Alt ve üst sınırlar arasında temel cezayı belirleme yetkisi, yargılama süreci boyunca adaleti sağlamaya çalışan, sanığı bazende suçun niteliğine göre mağduru gözlemleyen, görevinde bağımsız olup, Anayasaya, kanuna ve hukuka uygun olarak vicdani kanaatlerine göre hüküm veren mahkemeye/hakime tanınmıştır.
Mahkeme/hakim, takdir hakkını kullanarak alt ve üst sınır arasında temel ceza belirlerken, Anayasanın 141/3, 5271 sayılı CMK"nin 34/1. ve 230"uncu maddeleri gereğince gerekçe göstermek zorundadır.
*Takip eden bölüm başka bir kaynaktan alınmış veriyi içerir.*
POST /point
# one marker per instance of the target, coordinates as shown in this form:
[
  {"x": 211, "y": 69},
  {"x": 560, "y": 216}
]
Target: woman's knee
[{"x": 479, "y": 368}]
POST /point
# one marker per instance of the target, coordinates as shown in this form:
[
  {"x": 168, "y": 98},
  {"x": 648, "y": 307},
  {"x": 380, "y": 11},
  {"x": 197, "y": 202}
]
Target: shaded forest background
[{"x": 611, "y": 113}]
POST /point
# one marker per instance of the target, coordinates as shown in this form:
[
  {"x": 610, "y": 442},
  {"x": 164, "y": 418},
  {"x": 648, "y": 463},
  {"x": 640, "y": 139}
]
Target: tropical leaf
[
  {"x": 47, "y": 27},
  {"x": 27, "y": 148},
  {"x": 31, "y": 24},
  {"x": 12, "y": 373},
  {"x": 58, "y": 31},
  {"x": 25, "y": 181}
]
Gösterilen gerekçe de objektif, dosya içeriği ile uyumlu, fiile ve faile uygun, adil ve tatmin edici olmalıdır.
Hapis veya adli para cezasını seçenek yaptırım olarak öngören hallerde de suçlunun kişiliği dikkate alınacak ve bu bakımdan da failin geçmişi, sosyal ilişkileri, fiilden sonraki ve yargılama sürecindeki davranışları, cezanın failin geleceği üzerindeki olası etkileri ve ekonomik durumu göz önünde bulundurularak cezalardan hangisinin tercih edildiği belirtilecektir.
Avrupa İnsan Hakları Mahkemesinin süreklilik arz eden kararlarında vurgulandığı gibi kanun koyucu tarafından öngörülen yaptırım ile ulaşılmak istenen amaç arasında da "ölçülülük ilkesi" gereğince makul bir dengenin bulunması gözetilecektir.
Yukarıdaki ilkeler karar gerekçesinde gözetilmeden ve benzer olaylarla karşılaştırıldığında eylem ile ceza arasındaki dengeye bozacak şekilde doğrudan hükmedilen adli para cezasına teşdit uygulanarak hüküm kurulması,
2-Dava konusu 4000 paket sigara nedeniyle hüküm kurulması gerekirken dava ile ilgili bulunmayan 5900 paket sigaranın müsaderesine karar verilmesi,
3-Suça konu viskiler ile ilgili olarak müsadere ya da iade hususunda bir karar verilmemesi,
4-5237 sayılı TCK"nin 52/4. maddesi gereğince adli para cezasının 24 eşit taksitte ödenmesine karar verilirken infazda duraksamaya yol açacak şekilde taksit aralığının gösterilmemesi,
5-Kasıtlı suçtan hapis cezasına mahkumiyetin kanuni sonucu olarak sanıklar hakkında 5237 sayılı TCK"nin 53. maddesi uyarınca hak yoksunluklarına hükmedilmiş ise de, 24/11/2015 tarihli ve 29542 sayılı Resmi Gazete"de yayımlanan Anayasa Mahkemesinin 08/10/2015 tarihli ve 2014/140 E., 2015/85 K. sayılı kararı ile anılan maddenin bazı hükümlerinin iptal edilmiş olması nedeniyle yeniden değerlendirme yapılması zorunluluğu,
Bozmayı gerektirmiş ve sanıklar ile katılan vekilinin temyiz nedenleri bu itibarla yerinde görüldüğünden HÜKMÜN tebliğnameye uygun olarak 5320 sayılı Kanun"un 8/1. maddesi uyarınca BOZULMASINA, yargılamanın bozma öncesi aşamadan başlayarak sürdürülüp sonuçlandırılmak üzere dosyanın mahkemesine gönderilmesine, 11.02.2020 tarihinde oy birliğiyle karar verildi.